If you don’t like grey cars on black glossy wheels with black body trim, you need read no further here. That’s the only colour scheme the Kuro comes in.
On the inside you do get burgundy leather to add variety to the monotone theme, at least. The car’s cabin is showing a little bit of age, not least because it still uses Mazda’s last-gen infotainment system with its block-looking graphics, it slightly clumsy rotary input device, and no option for even the occasional fingertip screen input. But the cabin is roomy and comfortable in any case, with simple and readable, mostly analogue instruments, and material cabin quality that’s a bit mixed in places but is certainly no disgrace.
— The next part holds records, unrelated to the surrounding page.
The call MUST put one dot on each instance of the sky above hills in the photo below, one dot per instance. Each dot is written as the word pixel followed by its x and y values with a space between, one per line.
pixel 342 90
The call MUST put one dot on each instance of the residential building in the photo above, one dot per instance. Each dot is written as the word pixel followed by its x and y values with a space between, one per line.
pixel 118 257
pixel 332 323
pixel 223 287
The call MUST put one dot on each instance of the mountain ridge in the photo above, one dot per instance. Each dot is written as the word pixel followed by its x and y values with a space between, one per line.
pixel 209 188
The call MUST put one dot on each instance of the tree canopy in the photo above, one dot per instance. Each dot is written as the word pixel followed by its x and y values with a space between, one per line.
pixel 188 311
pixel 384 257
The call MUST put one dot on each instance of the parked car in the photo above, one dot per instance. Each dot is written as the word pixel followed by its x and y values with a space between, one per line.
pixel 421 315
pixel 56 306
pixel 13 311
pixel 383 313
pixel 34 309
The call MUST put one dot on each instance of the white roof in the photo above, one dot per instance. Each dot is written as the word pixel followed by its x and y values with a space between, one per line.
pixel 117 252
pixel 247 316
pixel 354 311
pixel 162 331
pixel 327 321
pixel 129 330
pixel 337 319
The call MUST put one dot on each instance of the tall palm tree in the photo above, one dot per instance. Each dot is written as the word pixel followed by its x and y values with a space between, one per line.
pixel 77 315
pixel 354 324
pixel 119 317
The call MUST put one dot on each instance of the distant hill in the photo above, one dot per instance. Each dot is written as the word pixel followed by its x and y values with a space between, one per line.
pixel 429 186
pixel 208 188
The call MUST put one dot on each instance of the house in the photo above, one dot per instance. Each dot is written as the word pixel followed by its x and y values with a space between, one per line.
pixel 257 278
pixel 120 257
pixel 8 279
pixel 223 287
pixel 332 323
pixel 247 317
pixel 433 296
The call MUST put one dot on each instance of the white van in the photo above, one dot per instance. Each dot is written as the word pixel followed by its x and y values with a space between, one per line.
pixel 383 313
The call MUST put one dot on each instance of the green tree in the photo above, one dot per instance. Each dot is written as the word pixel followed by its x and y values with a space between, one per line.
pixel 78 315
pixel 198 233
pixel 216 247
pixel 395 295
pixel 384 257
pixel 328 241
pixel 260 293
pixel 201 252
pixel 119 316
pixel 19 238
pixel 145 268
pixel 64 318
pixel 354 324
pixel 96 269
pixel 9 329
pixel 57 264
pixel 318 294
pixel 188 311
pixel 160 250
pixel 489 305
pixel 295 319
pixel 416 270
Mazda’s 162bhp 2.0-litre Skyactiv-G petrol engine can feel just a little bit gutless in some of the firm’s bigger cars, but in the 6 it narrowly escapes that, creating just enough torque to keep the car drivable in the higher intermediate gears. You do still have to shift down and let the crankshaft spin beyond 4000rpm to create any real urgency on the road but, unlike Mazda’s coarser 2.5, the 2.0-litre petrol engine revs very willingly and with just a little hint of sporting zest. The 6’s sweetly weighted and solidly mechanical-feeling manual gearbox also makes maintaining an interest in the driving experience easy.
As do the car’s handling and steering. Despite its standard-fit 19in wheels, the 6 Kuro rides quietly and pliantly - but it also maintains strong and well-balanced grip levels, has just the right amount of heft and response about its steering, and keeps easy close control of its body movements at all times.